# Contextual Multi-Armed Bandit with Zooming Model

This notebook demonstrates the usage of the Zooming model for quantitative action spaces with the contextual multi-armed bandit (CMAB) implementation in `pybandits`.

The Zooming model adaptively partitions a continuous action space and fits a model (e.g., Bayesian Neural Network) to each segment. This allows efficient exploration and exploitation in continuous or high-cardinality action spaces through an adaptive discretization approach. Unlike the SMAB zooming model, the CMAB version uses contextual information to predict rewards.

References:
- [Multi-Armed Bandits in Metric Spaces (Kleinberg, Slivkins, and Upfal, 2008)](https://arxiv.org/pdf/0809.4882)

In [None]:
import matplotlib.pyplot as plt
import numpy as np
import pandas as pd
from sklearn.preprocessing import StandardScaler

from pybandits.cmab import CmabBernoulli
from pybandits.quantitative_model import CmabZoomingModel

## Setup

First, we'll define actions with quantitative parameters. In this example, we'll use two actions, each with a one-dimensional quantitative parameter (e.g., price point or dosage level) ranging from 0 to 1. Unlike the SMAB model, here we also need to define contextual features.

In [None]:
# For reproducibility
np.random.seed(42)

# Define number of features for the context
n_features = 3
# Define number of segments for each action
n_max_segments = 16 # Maximum number of segments for each action
# Define cold start parameters for the base model
base_model_cold_start_kwargs = {
 "n_features": n_features, # Number of context features
 "update_method": "VI", # Variational Inference for Bayesian updates
}


# Define actions with zooming models
actions = {
 "action_1": CmabZoomingModel.cold_start(
 dimension=1, n_max_segments=n_max_segments, base_model_cold_start_kwargs=base_model_cold_start_kwargs
 ),
 "action_2": CmabZoomingModel.cold_start(
 dimension=1, n_max_segments=n_max_segments, base_model_cold_start_kwargs=base_model_cold_start_kwargs
 ),
}

Now we can initialize the CmabBernoulli bandit with our zooming models:

In [None]:
# Initialize the bandit
cmab = CmabBernoulli(actions=actions)

## Simulate Environment

Let's create a reward function that depends on both the action, its quantitative parameter, and the context.

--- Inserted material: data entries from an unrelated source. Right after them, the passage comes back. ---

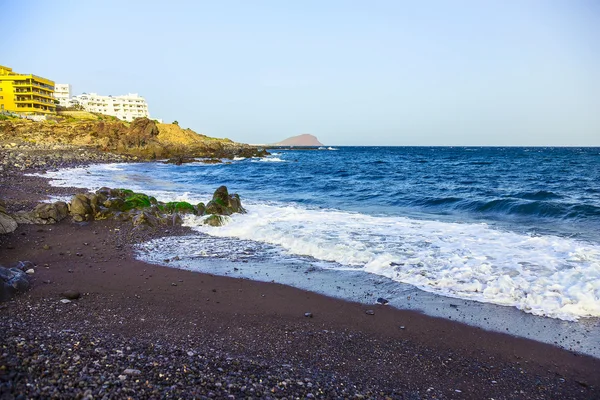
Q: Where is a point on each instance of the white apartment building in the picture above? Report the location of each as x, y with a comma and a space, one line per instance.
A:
127, 107
62, 93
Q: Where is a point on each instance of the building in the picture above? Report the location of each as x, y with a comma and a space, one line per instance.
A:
62, 93
26, 93
127, 107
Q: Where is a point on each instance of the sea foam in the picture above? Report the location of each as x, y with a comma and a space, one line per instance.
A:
542, 275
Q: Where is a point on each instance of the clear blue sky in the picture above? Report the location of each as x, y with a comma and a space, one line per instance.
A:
350, 72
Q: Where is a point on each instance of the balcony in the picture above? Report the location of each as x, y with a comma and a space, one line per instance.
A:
39, 101
33, 93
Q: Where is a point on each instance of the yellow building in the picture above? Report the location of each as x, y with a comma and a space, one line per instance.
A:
26, 94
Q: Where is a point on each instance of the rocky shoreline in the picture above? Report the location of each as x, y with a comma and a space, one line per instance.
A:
130, 329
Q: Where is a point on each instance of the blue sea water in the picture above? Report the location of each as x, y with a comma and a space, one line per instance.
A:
516, 227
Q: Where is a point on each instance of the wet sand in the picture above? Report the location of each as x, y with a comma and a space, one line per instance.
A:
261, 325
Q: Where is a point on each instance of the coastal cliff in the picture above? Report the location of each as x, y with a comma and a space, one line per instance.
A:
143, 138
300, 140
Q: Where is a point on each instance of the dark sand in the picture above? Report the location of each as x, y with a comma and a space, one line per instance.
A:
214, 332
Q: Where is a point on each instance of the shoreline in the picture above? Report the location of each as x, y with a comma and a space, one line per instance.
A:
265, 321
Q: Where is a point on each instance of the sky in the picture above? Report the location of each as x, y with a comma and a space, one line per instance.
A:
446, 73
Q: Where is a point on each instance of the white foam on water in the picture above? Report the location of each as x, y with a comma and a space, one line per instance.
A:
268, 159
542, 275
54, 199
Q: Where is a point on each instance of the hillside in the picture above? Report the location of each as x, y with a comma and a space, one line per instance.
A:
142, 138
300, 140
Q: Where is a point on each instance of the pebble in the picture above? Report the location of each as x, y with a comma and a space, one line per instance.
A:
71, 294
131, 371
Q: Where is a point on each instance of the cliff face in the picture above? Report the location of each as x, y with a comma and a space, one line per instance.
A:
300, 140
142, 138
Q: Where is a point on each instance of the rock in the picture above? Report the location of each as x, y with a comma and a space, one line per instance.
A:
7, 223
145, 219
81, 208
115, 204
224, 204
12, 281
214, 220
131, 371
71, 294
200, 209
43, 214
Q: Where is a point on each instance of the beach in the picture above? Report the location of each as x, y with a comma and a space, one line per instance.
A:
147, 331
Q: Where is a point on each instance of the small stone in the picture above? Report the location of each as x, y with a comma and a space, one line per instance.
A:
71, 294
131, 371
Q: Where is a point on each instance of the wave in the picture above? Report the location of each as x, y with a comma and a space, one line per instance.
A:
269, 159
538, 195
542, 275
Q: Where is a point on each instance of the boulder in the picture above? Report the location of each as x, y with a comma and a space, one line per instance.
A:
115, 204
81, 210
7, 223
224, 204
200, 209
214, 220
43, 214
145, 219
12, 281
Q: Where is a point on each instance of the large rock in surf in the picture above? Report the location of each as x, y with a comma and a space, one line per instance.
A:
43, 214
81, 209
223, 203
14, 280
7, 223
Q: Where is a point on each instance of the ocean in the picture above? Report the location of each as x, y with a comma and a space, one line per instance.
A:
456, 232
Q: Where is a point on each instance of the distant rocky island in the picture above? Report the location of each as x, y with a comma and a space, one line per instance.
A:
300, 140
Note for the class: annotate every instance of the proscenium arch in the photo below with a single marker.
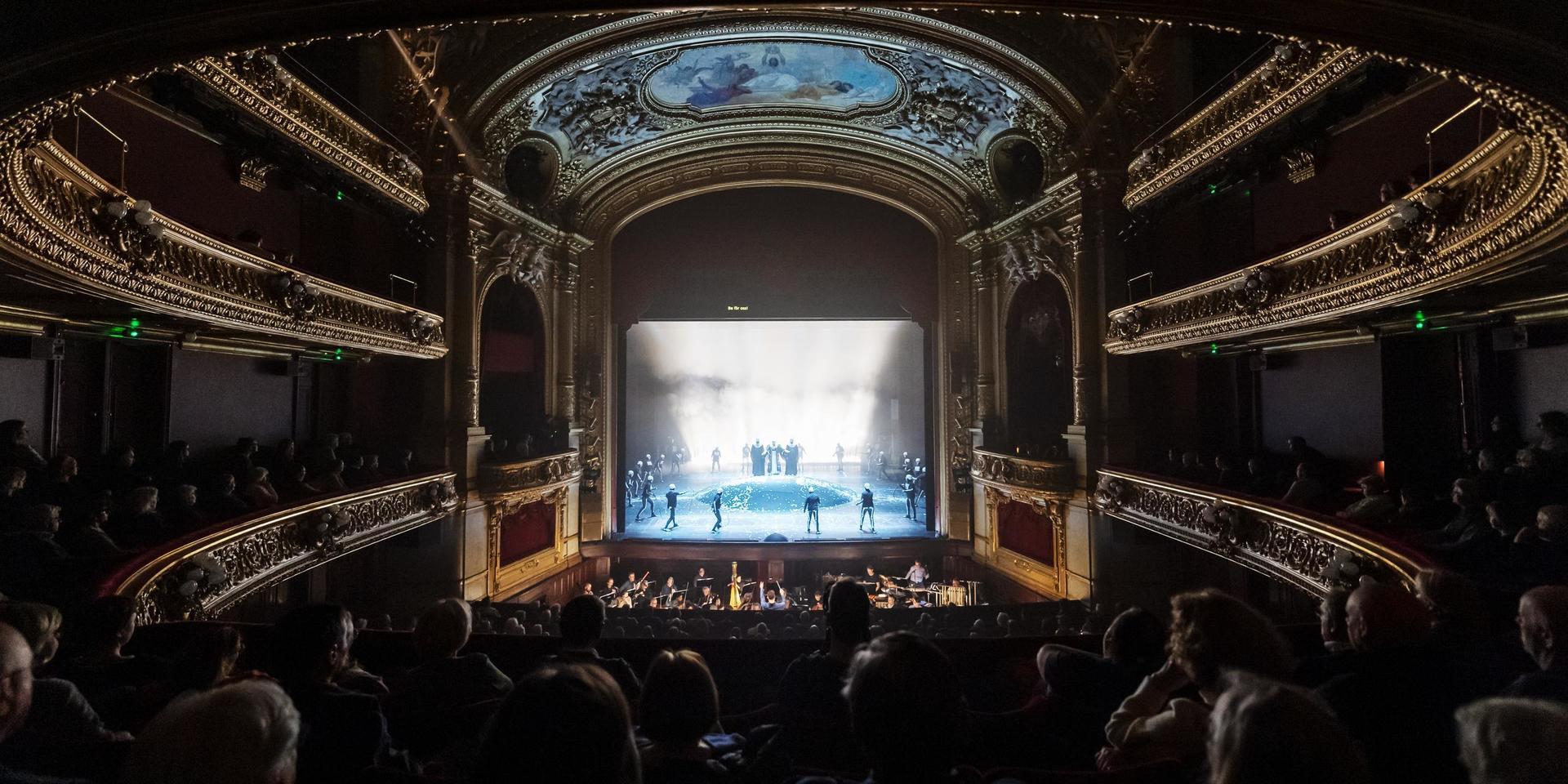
(640, 190)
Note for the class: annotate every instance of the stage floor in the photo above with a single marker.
(756, 507)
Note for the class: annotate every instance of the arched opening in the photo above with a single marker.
(1039, 368)
(511, 372)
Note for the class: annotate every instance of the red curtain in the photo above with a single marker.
(528, 530)
(1026, 530)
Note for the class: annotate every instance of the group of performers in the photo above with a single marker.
(703, 591)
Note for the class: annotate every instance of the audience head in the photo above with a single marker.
(1510, 741)
(582, 620)
(16, 679)
(1266, 733)
(1385, 617)
(1544, 621)
(849, 613)
(1213, 632)
(562, 724)
(38, 625)
(313, 644)
(905, 675)
(443, 629)
(243, 733)
(1136, 640)
(679, 702)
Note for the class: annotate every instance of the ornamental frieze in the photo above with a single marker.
(269, 95)
(1491, 209)
(69, 225)
(1291, 78)
(204, 577)
(1302, 549)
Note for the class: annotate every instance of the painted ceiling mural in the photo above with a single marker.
(615, 100)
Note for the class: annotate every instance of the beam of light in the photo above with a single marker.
(729, 383)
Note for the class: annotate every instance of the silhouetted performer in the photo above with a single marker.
(670, 501)
(813, 504)
(867, 509)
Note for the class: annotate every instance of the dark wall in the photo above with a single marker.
(1333, 397)
(786, 253)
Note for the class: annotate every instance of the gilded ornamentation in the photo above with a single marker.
(1308, 552)
(68, 223)
(269, 95)
(1493, 209)
(1294, 76)
(204, 577)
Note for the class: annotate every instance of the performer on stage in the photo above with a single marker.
(813, 504)
(670, 501)
(867, 509)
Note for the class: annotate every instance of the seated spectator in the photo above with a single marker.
(679, 706)
(138, 523)
(1308, 488)
(1082, 688)
(444, 683)
(1544, 623)
(259, 490)
(902, 675)
(582, 623)
(221, 502)
(1267, 733)
(344, 731)
(1510, 741)
(60, 714)
(814, 714)
(243, 733)
(15, 449)
(1375, 507)
(562, 724)
(1211, 632)
(1399, 697)
(182, 510)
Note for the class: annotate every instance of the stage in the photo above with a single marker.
(756, 507)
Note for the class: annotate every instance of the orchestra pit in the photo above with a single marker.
(595, 392)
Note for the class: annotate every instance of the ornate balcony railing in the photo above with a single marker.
(1294, 76)
(211, 571)
(1048, 475)
(502, 479)
(1310, 550)
(278, 100)
(78, 229)
(1496, 207)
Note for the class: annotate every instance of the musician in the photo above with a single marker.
(813, 504)
(670, 501)
(867, 509)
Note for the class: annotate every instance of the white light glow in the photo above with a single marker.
(728, 383)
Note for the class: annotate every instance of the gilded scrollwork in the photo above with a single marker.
(1303, 550)
(1291, 78)
(204, 577)
(270, 95)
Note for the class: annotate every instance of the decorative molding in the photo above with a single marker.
(1293, 546)
(201, 577)
(68, 223)
(1496, 207)
(1007, 472)
(1294, 76)
(287, 107)
(501, 480)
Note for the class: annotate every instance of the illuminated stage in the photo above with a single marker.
(756, 507)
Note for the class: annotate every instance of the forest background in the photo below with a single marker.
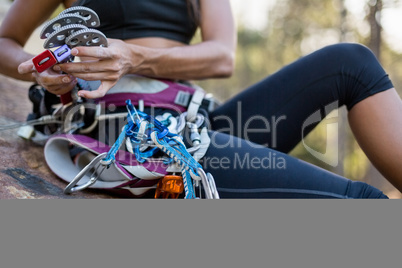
(273, 33)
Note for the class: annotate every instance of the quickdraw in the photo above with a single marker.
(142, 129)
(150, 140)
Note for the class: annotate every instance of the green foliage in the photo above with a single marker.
(296, 28)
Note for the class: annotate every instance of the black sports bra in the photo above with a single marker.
(127, 19)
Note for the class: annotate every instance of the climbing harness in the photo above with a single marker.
(152, 151)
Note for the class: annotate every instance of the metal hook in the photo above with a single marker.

For illustration purposes, we'll define that:

- `action_1` performs better when the first context feature is high and when the quantitative parameter is around 0.25
- `action_2` performs better when the second context feature is high and when the quantitative parameter is around 0.75

The reward probability follows a bell curve for the quantitative parameter and is also influenced by the context features.

In [None]:
def reward_function(action, quantity, context):
 if action == "action_1":
 # Bell curve centered at 0.25 for the quantity
 # Influenced by first context feature
 quantity_component = np.exp(-((quantity - 0.25) ** 2) / 0.02)
 context_component = 0.5 + 0.5 * (context[0] / 2) # First feature has influence
 prob = quantity_component * context_component
 else: # action_2
 # Bell curve centered at 0.75 for the quantity
 # Influenced by second context feature
 quantity_component = np.exp(-((quantity - 0.75) ** 2) / 0.02)
 context_component = 0.5 + 0.5 * (context[1] / 2) # Second feature has influence
 prob = quantity_component * context_component

 # Ensure probability is between 0 and 1
 prob = max(0, min(1, prob))

 return np.random.binomial(1, prob)

Let's visualize our reward functions to understand what the bandit needs to learn. We'll show the reward surfaces for different values of context:

In [None]:
x = np.linspace(0, 1, 100)

# Plot for three different contexts
contexts = [
 np.array([1.0, 0.0, 0.0]), # High first feature
 np.array([0.0, 1.0, 0.0]), # High second feature
 np.array([0.5, 0.5, 0.0]), # Mixed features
]

plt.figure(figsize=(16, 5))
for i, context in enumerate(contexts, 1):
 plt.subplot(1, 3, i)

 y1 = [np.exp(-((xi - 0.25) ** 2) / 0.02) * (0.5 + 0.5 * (context[0] / 2)) for xi in x]
 y2 = [np.exp(-((xi - 0.75) ** 2) / 0.02) * (0.5 + 0.5 * (context[1] / 2)) for xi in x]

 plt.plot(x, y1, "b-", label="action_1")
 plt.plot(x, y2, "r-", label="action_2")
 plt.xlabel("Quantitative Parameter")
 plt.ylabel("Reward Probability")

 if i == 1:
 title = "Context: High Feature 1"
 elif i == 2:
 title = "Context: High Feature 2"
 else:
 title = "Context: Mixed Features"

 plt.title(title)
 plt.legend()
 plt.grid(True)

plt.tight_layout()
plt.show()

## Generate Synthetic Context Data

Let's create synthetic context data for our experiment:

In [None]:
# Generate random context data
n_batches = 10
batch_size = 100
n_rounds = n_batches * batch_size
raw_context_data = np.random.normal(0, 1, (n_rounds, n_features))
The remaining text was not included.